Part one covered some some of the more family friendly previews from the show floor. Now to go on to some of the more horror orientated games.
“Dead Pixels II”, CSR Studios/John Common (Self-published)
Available on PC in 2017.
Dead Pixels II is a game that steeped in the 1980’s. It’s has a 80’s style soundtrack, 80’s style story with 80’s style visuals and a lot of 80’s references.
At it’s core, it’s very much built on it’s predecessor. After the zombie apocalypse of the first game, you are a survivor fighting your way to the nearest safe zone. The levels and pick ups are procedurally generated which leads to interesting moments of deciding whether it’s worth going building to building scavenging supplies or if it’s time just just run. Supplies are limited adding an element of survival and inventory management. During the start of the demo I quickly realised that bullets were scarce when I quickly run out of them. I saved and bought all the bullets I could which led to a bit of an easy boss fight but after the amount I used it was good that I saved up.
If the randomness of the game isn’t your style, there is going to be a custom mode. The custom mode lets you preselect the number of crossroads, buildings and bosses that will appear in a custom game which creates possibilities of custom scenario and player generated levels.
The random mechanics of the game combined with the random elements make for a very interesting game. I got to talk to the developer of the game it is was very interesting what he had planned for the game and how he was going to implement it. It’s very much simple interacting through more complex programming. Doing that has made a game that is very easy to play and easy to pick up but has a lot of replay-ability.
“Little Nightmares”, Tarsier Studios (Published: Bandai Namco)
Little Nightmares has had a troubled early development with is originally being announced in 2014. After only a teaser released in 2015, Bandai Namco announced this August that it was going to publish the game in Spring 2017. During that time they helped develop first party titles for Sony (Tearaway Unfolded and LittleBigPlanet 3) so they weren’t stuck for work. Moving out of the Sony first party contract may of caused a delay to their new IP.
Little Nightmares is a puzzle platformer. The platformer part is something that can be easly judged from the demo but puzzle part, not so much. The puzzle design for the demo can show hints to how it will be designed but it may not represent the game as a whole. What was in the demo was good but until the game is released, it’s hard to judge fully.
The platforming on the other hand ca be judged. The game plays on a mostly 2.5D plain. You go from left to right but can move in 3D space. Could feel the lessons they had learned from helping develop LittleBigPlanet as it moves much like it but with freer movement of depth. The demo showed a lot of platforming mechanics including climbing, sprint jumping and swinging on ropes. The movement did feel a little sticky but it was less moving in glue and more lke moving in water. You have the momentum and control to do everything but it’s feels like it takes to much effort. Like pushing off to sprint only just go into a heartily walk.
The one area were the game shines is it’s visual design. It’s colour pallet is very muted which gest punctuated but the leads yellow raincoat and especially by her lighter in dark areas. The design of the monsters leans to the grotesque. Misshapen, bulbous human forms that are just off putting rather then scary to look at.
I am interested in it but whether the game is like the demo or not is were a recommendation comes from.
“The Forgotten Rooms” Greenlight Games.
Available for PC (TBA)
MCM wouldn’t be MCM if their wasn’t a VR game to try. This year it was the turn of “The Forgotten Rooms” by Greenlight Games, a first person hidden object puzzle game. I got to talk to Dean Day, the founder of Greenlight Games, quite extensively over the course of the weekend and what he had to say about the game was very interesting. But first, lets talk about the demo.

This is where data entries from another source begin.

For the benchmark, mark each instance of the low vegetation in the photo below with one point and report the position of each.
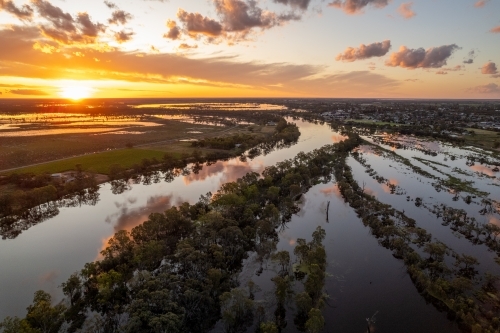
(37, 197)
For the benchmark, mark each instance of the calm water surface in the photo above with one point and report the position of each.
(364, 277)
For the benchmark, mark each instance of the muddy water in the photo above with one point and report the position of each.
(364, 278)
(47, 254)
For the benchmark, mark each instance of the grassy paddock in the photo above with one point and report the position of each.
(372, 122)
(483, 138)
(99, 163)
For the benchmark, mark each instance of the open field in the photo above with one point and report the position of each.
(98, 163)
(373, 122)
(101, 162)
(482, 138)
(20, 151)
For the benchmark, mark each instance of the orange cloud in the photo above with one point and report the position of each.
(434, 57)
(406, 11)
(357, 6)
(489, 68)
(365, 51)
(480, 3)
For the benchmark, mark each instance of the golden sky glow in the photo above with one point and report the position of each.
(241, 48)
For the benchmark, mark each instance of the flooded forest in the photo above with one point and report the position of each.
(251, 216)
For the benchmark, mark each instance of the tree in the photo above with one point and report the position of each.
(237, 311)
(283, 259)
(316, 321)
(268, 328)
(42, 316)
(16, 325)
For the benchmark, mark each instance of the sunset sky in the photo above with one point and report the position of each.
(250, 48)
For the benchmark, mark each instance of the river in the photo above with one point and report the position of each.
(365, 280)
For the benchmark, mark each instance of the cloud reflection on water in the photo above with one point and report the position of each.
(483, 169)
(230, 170)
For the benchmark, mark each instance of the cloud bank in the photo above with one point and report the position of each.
(364, 51)
(434, 57)
(357, 6)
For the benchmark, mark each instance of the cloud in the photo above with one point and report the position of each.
(123, 36)
(237, 19)
(185, 46)
(173, 30)
(491, 88)
(19, 58)
(470, 57)
(25, 13)
(119, 17)
(364, 51)
(302, 4)
(480, 3)
(87, 27)
(456, 68)
(64, 28)
(434, 57)
(489, 68)
(356, 6)
(195, 24)
(110, 5)
(239, 16)
(27, 92)
(406, 11)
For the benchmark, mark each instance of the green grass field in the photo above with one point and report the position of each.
(366, 121)
(98, 163)
(482, 138)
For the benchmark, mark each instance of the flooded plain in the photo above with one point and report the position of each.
(364, 279)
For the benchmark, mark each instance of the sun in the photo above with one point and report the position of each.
(76, 92)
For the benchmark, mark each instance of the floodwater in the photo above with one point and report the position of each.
(364, 278)
(214, 106)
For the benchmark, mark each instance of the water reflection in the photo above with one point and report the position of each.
(483, 169)
(64, 243)
(230, 171)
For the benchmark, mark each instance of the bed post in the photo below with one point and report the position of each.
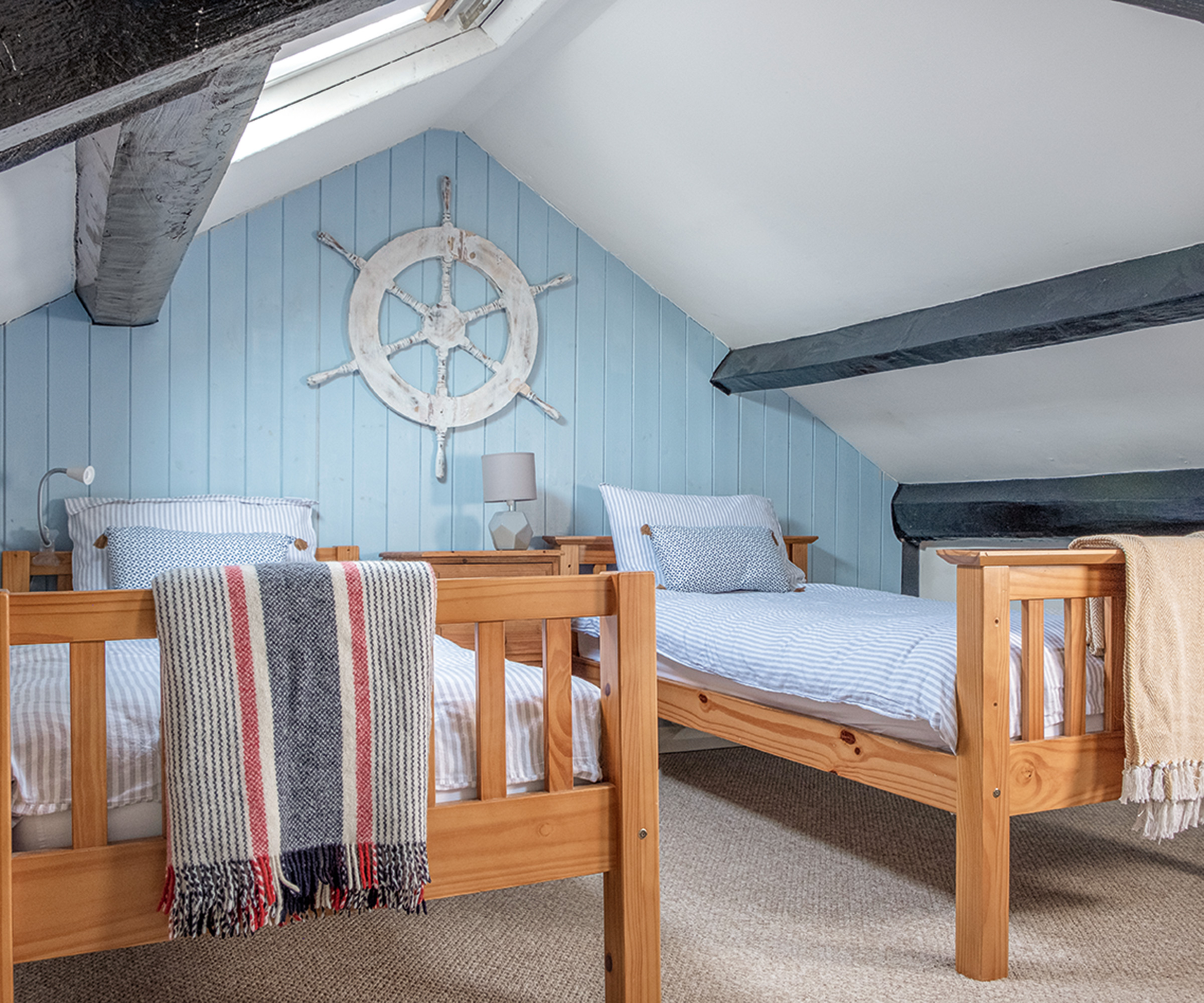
(7, 989)
(631, 891)
(983, 806)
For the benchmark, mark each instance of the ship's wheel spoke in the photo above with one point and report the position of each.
(442, 328)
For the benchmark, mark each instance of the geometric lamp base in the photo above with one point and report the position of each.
(511, 530)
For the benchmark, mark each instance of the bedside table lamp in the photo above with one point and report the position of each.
(509, 477)
(83, 475)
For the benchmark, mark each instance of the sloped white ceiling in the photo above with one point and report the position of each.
(786, 169)
(793, 166)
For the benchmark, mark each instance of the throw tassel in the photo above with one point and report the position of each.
(1171, 794)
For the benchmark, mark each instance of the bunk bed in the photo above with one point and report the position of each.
(105, 895)
(991, 777)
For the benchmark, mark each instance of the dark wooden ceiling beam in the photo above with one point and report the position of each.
(1189, 9)
(73, 68)
(1126, 296)
(1151, 503)
(143, 187)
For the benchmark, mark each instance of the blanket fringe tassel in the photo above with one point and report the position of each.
(1171, 796)
(239, 897)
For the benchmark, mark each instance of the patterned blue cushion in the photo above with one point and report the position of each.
(136, 554)
(719, 559)
(629, 511)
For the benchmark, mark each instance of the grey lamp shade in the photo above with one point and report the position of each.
(509, 476)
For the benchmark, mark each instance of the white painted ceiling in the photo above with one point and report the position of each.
(792, 166)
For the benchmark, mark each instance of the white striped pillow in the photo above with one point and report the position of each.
(88, 520)
(630, 510)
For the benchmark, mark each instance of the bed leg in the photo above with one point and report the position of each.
(983, 808)
(631, 891)
(7, 990)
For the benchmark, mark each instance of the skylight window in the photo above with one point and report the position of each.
(344, 44)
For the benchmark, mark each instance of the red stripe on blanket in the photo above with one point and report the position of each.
(363, 706)
(248, 710)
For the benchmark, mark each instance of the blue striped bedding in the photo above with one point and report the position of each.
(894, 655)
(41, 724)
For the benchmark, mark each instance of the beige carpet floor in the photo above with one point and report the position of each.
(780, 883)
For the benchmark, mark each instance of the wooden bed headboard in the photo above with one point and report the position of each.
(597, 552)
(20, 568)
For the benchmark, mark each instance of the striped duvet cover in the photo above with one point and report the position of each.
(890, 654)
(41, 724)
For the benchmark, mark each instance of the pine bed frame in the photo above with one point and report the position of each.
(98, 896)
(991, 777)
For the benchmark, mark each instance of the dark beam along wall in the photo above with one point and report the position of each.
(1126, 296)
(214, 398)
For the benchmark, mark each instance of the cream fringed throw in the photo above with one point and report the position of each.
(1163, 678)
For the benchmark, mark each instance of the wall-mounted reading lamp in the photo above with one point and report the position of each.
(83, 475)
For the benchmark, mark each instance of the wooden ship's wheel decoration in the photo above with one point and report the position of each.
(443, 326)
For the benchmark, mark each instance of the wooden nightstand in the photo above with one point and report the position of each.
(524, 638)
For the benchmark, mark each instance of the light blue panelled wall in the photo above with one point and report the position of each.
(214, 398)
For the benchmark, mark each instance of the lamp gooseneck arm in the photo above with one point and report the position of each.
(41, 523)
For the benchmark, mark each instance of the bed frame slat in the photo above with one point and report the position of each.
(558, 704)
(492, 711)
(1114, 662)
(7, 947)
(984, 825)
(89, 779)
(1075, 694)
(1032, 670)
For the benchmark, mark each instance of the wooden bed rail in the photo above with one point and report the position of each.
(487, 843)
(597, 552)
(996, 777)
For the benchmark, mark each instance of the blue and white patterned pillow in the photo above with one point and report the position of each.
(136, 554)
(719, 559)
(629, 510)
(88, 518)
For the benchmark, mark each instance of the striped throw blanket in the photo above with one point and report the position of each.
(296, 722)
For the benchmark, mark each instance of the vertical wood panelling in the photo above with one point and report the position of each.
(406, 198)
(726, 418)
(751, 455)
(149, 389)
(800, 471)
(265, 306)
(822, 562)
(68, 407)
(336, 399)
(109, 398)
(188, 381)
(870, 539)
(440, 160)
(776, 484)
(590, 434)
(673, 379)
(617, 406)
(559, 350)
(848, 508)
(27, 377)
(892, 553)
(699, 404)
(530, 423)
(214, 398)
(470, 289)
(228, 358)
(646, 381)
(370, 436)
(302, 352)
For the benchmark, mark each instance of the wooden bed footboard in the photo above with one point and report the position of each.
(106, 895)
(991, 777)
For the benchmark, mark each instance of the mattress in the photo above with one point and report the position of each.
(871, 660)
(41, 736)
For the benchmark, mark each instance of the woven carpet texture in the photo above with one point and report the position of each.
(778, 883)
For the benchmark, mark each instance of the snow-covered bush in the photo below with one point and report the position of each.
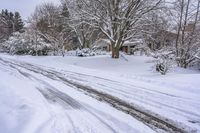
(24, 43)
(164, 61)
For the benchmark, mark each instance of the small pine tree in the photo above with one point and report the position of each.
(18, 23)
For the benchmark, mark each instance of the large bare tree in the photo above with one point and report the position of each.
(116, 19)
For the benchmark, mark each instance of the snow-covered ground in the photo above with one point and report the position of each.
(175, 96)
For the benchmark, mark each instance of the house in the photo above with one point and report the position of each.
(161, 39)
(127, 47)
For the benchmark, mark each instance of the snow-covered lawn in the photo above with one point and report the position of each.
(175, 96)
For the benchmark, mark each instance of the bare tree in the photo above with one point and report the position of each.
(187, 41)
(116, 19)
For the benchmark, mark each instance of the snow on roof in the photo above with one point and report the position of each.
(106, 42)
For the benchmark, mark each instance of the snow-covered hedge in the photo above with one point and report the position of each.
(24, 43)
(85, 52)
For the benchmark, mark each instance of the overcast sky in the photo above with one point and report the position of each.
(25, 7)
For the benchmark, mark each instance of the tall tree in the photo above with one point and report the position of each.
(18, 23)
(116, 19)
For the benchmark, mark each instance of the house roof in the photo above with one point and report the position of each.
(106, 42)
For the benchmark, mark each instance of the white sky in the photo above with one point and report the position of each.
(25, 7)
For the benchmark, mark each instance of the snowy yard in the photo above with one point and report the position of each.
(30, 102)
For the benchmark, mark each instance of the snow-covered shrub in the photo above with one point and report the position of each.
(164, 61)
(23, 44)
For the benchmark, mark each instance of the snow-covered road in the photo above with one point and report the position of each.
(31, 102)
(178, 107)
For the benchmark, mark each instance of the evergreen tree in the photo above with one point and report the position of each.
(18, 23)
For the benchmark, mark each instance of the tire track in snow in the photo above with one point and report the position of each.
(154, 121)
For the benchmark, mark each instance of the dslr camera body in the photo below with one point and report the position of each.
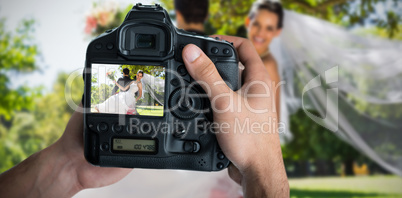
(173, 134)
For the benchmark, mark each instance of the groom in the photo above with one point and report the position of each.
(123, 81)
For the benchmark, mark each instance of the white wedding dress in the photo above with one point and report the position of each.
(119, 103)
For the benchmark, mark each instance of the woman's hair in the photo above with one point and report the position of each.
(126, 71)
(269, 5)
(140, 72)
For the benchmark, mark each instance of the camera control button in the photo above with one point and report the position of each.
(182, 70)
(131, 130)
(102, 127)
(109, 46)
(117, 128)
(105, 146)
(175, 82)
(191, 147)
(221, 156)
(214, 50)
(98, 46)
(220, 166)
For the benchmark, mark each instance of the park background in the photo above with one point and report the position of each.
(43, 42)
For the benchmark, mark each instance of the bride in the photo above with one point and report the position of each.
(123, 101)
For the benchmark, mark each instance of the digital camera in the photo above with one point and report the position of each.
(156, 116)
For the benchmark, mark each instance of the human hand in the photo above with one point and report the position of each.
(72, 147)
(255, 151)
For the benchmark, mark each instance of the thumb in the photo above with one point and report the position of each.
(203, 70)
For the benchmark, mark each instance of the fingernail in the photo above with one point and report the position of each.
(192, 52)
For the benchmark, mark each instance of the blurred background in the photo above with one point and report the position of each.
(43, 42)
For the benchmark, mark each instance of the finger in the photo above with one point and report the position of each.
(234, 173)
(254, 67)
(203, 70)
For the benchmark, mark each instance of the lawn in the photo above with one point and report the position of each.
(347, 187)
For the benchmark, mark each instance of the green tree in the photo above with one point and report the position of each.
(32, 130)
(18, 53)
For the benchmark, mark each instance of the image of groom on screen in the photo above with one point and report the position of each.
(124, 81)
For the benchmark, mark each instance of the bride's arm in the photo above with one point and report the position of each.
(126, 87)
(139, 91)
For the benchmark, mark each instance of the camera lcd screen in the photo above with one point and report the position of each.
(134, 145)
(127, 89)
(145, 41)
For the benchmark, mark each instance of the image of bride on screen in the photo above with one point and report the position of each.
(141, 96)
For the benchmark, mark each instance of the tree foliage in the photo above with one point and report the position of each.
(18, 54)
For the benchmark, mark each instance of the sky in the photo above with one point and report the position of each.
(59, 33)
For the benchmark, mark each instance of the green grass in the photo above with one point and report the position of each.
(348, 187)
(150, 110)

The game used the new Oculus Touch controllers which felt solid and worked well. Compared to the HTC wands, they are very small. They fit right into the palm of my hand snugly and the two joysticks and buttons on the top of the controller were easy to move from while blinded by he headset. But my hands are (admittedly) fatter and stubby-er than others so it might not be as comfortable with those with thinner and longer fingers. One part of the controller that excelled was the finger motion control. There is a ring at the front of the controller, in-front of the trigger control, that detects your fingers. So rather then having to use the trigger or a separate button, you can point in game.
Moving on to the game itself, there isn’t much to say. It’s a first person, VR, hidden object game with horror themes. You get trapped in a house by shadows and you have to find objects and solve a puzzle to get out. From what Day had said, the game had only been in development for only three months at present which means there were few graphical bugs and it was a little unrefined. But that also means there is still lots of time to iron out the kinks.
The visuals of the game are usual, ‘Amnesia’ style horror fare. For the demo, the setting was a cabin in the woods and it was well designed. The monster is the the usual, bulbous, malformed monster. It makes noises and watches you from afar until you time runs out and pounces which creates a good creepy atmosphere. But is that’s not your bag, Day said that there will be a ‘Daylight’ mode were you go around in the day instead of by night-light.
On the whole, the game was interesting and it has a lot of promise. It’s something that lacks a little polish but I like the way it’s heading and the way that it uses the Touch controllers.